The RCMP’s tips were immediately interpreted by some as blaming the assault victim for her assault.

I don’t follow this reasoning; it makes as much sense to me as a regular supermarket customer whining to the store manager each week about the chilly temperature in the meat section and demanding the thermostat be raised instead of arriving cosy in a sweater or jacket.

The president of the Qullit Nunavut Status of Women Council called the idea of RCMP targeting advice to women unfortunate.

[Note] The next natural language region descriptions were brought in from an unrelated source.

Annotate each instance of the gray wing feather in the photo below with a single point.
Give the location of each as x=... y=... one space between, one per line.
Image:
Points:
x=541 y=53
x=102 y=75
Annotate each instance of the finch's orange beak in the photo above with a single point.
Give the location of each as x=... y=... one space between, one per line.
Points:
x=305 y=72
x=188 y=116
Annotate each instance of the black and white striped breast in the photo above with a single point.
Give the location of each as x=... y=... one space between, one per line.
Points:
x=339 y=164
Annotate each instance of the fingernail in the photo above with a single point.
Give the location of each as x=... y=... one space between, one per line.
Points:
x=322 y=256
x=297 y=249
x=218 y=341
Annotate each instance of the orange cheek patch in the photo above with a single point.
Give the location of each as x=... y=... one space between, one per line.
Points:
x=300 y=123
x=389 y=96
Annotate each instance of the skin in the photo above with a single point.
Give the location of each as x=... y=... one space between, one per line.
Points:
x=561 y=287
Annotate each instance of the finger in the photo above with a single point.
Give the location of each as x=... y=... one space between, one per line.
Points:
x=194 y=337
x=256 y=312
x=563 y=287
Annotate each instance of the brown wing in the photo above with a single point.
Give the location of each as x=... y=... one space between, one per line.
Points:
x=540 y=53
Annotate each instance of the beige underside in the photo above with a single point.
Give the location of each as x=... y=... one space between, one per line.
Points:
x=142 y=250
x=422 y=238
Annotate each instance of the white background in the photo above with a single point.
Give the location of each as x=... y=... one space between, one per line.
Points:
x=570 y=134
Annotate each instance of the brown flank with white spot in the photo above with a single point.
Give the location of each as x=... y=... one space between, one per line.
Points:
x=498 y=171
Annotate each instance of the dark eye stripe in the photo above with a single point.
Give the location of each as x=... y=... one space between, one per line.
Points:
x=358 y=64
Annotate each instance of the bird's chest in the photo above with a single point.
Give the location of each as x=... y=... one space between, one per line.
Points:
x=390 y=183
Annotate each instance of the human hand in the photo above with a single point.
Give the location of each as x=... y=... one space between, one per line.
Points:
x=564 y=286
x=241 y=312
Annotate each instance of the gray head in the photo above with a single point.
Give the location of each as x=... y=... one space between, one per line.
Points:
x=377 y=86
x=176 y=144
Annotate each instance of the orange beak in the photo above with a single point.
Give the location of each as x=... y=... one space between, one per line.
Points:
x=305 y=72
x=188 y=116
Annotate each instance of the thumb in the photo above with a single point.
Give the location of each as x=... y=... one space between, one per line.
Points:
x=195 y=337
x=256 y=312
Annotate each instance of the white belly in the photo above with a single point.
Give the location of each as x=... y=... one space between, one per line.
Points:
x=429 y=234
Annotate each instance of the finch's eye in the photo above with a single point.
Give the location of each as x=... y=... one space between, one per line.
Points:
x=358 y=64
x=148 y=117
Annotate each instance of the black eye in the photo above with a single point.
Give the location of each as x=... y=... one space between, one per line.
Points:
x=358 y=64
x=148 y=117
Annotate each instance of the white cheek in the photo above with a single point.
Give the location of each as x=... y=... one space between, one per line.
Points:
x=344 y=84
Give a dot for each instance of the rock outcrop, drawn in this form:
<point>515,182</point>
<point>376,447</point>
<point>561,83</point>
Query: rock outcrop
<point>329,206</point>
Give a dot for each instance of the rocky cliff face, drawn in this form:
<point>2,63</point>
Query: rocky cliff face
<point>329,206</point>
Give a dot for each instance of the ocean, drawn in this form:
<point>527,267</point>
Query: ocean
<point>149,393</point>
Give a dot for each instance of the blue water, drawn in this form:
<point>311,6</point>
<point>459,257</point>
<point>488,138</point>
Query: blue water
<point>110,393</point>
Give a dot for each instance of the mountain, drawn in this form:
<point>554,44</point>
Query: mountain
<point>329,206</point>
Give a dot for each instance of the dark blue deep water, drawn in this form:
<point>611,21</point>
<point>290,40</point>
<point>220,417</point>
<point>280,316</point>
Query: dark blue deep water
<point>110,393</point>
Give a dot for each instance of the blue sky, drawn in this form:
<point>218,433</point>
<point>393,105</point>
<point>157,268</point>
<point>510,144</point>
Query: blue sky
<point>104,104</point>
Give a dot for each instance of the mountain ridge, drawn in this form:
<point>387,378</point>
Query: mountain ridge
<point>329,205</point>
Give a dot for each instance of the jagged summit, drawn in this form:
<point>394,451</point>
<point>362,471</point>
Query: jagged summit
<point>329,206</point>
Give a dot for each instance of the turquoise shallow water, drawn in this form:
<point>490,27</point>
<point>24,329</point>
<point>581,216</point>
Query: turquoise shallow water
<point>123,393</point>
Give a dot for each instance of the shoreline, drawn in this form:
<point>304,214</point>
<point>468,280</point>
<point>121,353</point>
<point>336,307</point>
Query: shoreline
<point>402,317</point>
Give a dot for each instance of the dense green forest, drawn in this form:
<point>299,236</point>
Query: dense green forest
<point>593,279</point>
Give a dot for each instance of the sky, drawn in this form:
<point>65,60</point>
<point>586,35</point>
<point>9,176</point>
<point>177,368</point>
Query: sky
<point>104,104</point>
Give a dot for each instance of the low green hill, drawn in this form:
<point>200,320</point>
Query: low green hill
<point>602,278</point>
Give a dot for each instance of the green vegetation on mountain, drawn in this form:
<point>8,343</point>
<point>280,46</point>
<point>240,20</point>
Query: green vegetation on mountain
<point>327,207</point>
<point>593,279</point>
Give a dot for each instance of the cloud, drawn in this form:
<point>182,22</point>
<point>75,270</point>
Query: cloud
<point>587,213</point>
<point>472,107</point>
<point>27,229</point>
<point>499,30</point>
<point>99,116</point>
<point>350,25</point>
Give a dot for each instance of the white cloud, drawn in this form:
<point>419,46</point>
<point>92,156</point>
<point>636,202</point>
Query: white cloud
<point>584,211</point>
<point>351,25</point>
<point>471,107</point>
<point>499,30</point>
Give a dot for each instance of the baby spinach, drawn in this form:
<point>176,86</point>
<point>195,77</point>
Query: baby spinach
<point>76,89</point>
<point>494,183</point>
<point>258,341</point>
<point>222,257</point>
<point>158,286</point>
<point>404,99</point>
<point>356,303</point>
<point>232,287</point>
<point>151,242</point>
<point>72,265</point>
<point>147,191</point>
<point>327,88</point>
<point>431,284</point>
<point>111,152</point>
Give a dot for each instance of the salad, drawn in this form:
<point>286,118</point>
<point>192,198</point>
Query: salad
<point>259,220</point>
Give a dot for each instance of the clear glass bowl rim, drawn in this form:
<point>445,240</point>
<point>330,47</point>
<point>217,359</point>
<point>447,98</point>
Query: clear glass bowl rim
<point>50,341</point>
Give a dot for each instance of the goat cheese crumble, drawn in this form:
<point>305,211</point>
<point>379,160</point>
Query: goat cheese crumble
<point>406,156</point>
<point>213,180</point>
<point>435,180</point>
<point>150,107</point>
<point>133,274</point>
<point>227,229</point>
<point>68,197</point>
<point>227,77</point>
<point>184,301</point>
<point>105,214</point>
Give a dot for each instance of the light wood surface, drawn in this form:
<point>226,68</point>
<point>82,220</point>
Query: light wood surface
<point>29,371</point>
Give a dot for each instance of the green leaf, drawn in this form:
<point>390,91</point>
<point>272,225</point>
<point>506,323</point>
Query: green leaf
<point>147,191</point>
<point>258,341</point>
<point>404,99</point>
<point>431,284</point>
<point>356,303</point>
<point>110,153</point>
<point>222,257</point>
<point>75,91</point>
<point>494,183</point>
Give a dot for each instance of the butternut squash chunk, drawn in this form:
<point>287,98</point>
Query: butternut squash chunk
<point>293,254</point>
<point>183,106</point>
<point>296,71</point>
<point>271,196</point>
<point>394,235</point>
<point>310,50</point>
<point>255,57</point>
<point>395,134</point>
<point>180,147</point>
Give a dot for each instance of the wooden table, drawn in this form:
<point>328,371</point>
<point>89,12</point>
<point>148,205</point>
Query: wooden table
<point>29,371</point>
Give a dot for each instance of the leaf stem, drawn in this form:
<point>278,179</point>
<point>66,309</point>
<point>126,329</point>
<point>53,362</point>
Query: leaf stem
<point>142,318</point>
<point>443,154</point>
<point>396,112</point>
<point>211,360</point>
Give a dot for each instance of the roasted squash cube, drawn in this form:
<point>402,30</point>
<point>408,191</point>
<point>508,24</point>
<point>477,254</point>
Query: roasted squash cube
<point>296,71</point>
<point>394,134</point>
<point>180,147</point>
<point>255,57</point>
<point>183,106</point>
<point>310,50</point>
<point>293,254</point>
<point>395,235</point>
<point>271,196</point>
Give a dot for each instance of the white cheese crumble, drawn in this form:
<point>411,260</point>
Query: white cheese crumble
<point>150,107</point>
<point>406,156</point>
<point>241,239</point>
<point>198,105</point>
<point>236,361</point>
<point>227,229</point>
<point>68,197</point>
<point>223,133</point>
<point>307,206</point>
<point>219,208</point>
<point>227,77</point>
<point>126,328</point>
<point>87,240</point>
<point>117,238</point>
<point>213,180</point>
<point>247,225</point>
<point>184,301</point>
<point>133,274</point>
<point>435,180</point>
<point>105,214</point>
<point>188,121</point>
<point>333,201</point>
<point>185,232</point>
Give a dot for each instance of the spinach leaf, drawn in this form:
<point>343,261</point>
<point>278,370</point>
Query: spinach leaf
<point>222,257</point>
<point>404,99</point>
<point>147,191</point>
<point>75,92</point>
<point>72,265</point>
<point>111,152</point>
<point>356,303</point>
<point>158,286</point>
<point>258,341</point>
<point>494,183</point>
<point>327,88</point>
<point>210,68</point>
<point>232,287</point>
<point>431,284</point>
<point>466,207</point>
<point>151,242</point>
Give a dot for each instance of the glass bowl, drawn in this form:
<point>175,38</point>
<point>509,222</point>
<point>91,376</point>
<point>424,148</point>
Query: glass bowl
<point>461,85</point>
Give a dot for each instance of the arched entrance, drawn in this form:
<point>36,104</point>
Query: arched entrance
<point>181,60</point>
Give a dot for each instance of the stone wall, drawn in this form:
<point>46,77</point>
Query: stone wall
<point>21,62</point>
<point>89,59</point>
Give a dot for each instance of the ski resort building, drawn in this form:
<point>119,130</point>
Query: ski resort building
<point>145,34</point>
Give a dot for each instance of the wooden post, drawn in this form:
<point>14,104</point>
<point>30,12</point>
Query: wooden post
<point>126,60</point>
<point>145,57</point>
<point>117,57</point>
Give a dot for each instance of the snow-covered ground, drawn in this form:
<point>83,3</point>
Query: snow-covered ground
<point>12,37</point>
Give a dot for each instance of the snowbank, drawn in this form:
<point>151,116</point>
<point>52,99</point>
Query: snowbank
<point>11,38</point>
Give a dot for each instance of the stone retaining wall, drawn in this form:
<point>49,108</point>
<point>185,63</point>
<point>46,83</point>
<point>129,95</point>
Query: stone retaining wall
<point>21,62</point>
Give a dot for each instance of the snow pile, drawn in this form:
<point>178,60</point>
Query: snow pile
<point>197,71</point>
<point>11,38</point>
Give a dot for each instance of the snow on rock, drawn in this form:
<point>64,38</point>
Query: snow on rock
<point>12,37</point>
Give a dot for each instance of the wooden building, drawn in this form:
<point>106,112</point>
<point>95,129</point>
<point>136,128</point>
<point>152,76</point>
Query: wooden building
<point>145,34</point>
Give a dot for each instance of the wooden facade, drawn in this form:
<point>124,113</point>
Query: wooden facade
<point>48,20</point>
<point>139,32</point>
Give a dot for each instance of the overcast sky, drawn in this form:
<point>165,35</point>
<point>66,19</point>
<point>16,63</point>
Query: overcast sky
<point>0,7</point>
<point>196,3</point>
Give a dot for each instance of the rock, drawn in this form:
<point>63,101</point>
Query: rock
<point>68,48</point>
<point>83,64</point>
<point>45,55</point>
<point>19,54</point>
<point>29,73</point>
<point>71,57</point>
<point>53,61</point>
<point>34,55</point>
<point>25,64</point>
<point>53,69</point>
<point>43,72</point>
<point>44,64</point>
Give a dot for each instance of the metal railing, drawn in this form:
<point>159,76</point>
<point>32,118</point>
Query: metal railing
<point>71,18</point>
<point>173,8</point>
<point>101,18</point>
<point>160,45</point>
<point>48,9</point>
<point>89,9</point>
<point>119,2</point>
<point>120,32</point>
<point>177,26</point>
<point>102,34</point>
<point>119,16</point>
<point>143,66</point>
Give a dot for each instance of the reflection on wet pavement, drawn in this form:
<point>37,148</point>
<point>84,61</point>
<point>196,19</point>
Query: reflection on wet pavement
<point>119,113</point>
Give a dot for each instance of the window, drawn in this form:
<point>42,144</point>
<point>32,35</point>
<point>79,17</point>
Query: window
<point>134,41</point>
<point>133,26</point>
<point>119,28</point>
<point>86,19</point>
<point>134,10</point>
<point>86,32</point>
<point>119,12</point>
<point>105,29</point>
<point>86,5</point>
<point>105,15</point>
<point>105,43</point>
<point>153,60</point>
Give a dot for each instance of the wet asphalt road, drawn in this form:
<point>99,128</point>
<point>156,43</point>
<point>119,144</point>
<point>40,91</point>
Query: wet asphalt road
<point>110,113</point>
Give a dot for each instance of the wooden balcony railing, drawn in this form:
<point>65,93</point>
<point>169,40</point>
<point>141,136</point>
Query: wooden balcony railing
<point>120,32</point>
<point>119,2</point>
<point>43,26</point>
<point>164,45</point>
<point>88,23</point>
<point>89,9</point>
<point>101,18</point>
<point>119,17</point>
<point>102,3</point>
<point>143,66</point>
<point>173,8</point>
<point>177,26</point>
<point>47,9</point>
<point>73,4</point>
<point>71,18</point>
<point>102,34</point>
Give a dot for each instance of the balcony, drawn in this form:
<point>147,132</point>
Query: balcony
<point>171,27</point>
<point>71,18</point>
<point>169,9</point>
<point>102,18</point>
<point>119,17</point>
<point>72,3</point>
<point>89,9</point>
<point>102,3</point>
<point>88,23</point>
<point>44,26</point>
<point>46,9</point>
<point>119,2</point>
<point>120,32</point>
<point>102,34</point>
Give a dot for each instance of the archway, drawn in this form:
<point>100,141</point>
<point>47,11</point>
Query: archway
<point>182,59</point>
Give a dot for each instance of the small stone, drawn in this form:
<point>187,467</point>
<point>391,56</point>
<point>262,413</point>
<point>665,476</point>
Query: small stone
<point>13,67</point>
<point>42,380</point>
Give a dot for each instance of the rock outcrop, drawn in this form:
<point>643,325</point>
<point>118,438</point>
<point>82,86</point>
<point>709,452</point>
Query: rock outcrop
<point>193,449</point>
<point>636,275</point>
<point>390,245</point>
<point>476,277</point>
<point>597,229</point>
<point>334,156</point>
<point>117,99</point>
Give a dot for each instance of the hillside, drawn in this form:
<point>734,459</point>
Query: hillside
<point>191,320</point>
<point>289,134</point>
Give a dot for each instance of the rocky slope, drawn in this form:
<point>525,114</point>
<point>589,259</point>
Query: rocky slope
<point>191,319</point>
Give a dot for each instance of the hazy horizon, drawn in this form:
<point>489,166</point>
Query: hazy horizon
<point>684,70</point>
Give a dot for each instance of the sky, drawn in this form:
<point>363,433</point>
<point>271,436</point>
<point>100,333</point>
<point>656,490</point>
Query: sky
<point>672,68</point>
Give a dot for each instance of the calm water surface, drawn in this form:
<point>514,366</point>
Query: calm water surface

“They’re only targeting the victim being a woman, telling them what not to do so they’re not a victim again. They have to go to the next step and talk to the abuser, or potential abuser, to remind them it’s not acceptable,” she said.

Good luck with that!

The principal at Simone de Beauvoir Institute at Concordia University was “dismayed to read that the first response of the police is to in effect, school women on how to protect themselves.”

Why dismayed? It’s only logical.

Ideally, all society would be trustworthy, considerate of women, children or anyone else vulnerable to attack. Bystanders would intercede at the first hint of abuse. Such utopia is unrealistic. Thus it behooves every woman to adopt measures to stay as safe as possible, not depend upon the goodness of others, whether strangers or ‘friends’.